Although we had no children of our own at the time, we were part of the WWOOF network for a whole year, and over the course of that year I heard many stories from different families who were WWOOF-ing with children, and having a wonderful time.
Tips for a Successful WWOOF Experience
1. Visit WWOOF.org to learn more about the network. This site has links to the WWOOF regional networks around the world: North & Central America, South America, Europe-Middle East, Africa, and Asia-Pacific. When you’re ready, you will pay a small joining fee for the network you’re interested in, which gives you access to information about the farms in that WWOOF network and the necessary contact info.
2. Do your research and your homework. Talk to the farmers and find out what their expectations are. Some farmers have become disgruntled and left the WWOOF network after too many bad experiences with people who came to their farm and wanted free room and board without any work. Each farm sets their own rules, so make sure you know what you’ll be expected to do – and conversely, make sure you know what they will provide to you in exchange. If you need three meals a day but they only provide two, you’re going to get pretty hungry!

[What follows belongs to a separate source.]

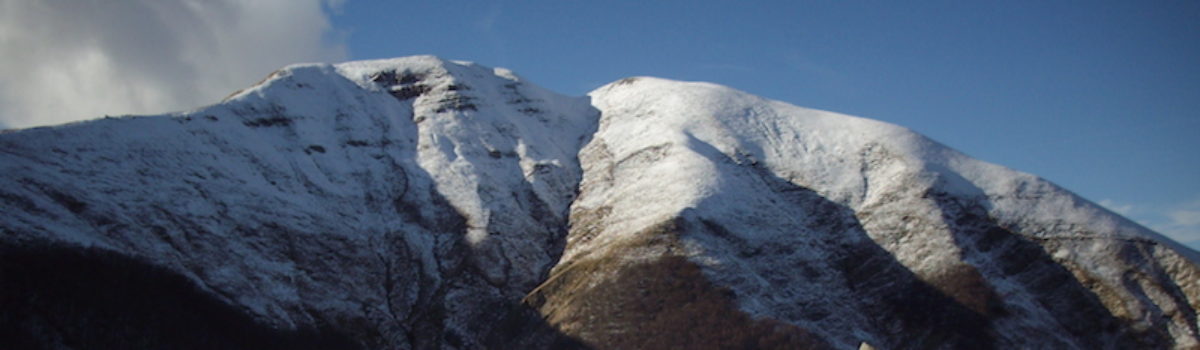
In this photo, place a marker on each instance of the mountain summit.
(417, 203)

3. If you plan to bring children, ask first. Let the farmer know how many children you have and their ages, so that together you can determine whether their farm is a good fit for your family. Some farms simply cannot accommodate any children; some will welcome children of a certain age and older, and some have no preference. Communication is key.Photo by strikeael
As our family expands, we look forward to the day when we will again join the WWOOF network and spend some time working together on an organic farm – this time, with the whole family!
Have you ever participated in the WWOOF network? Would you ever consider it?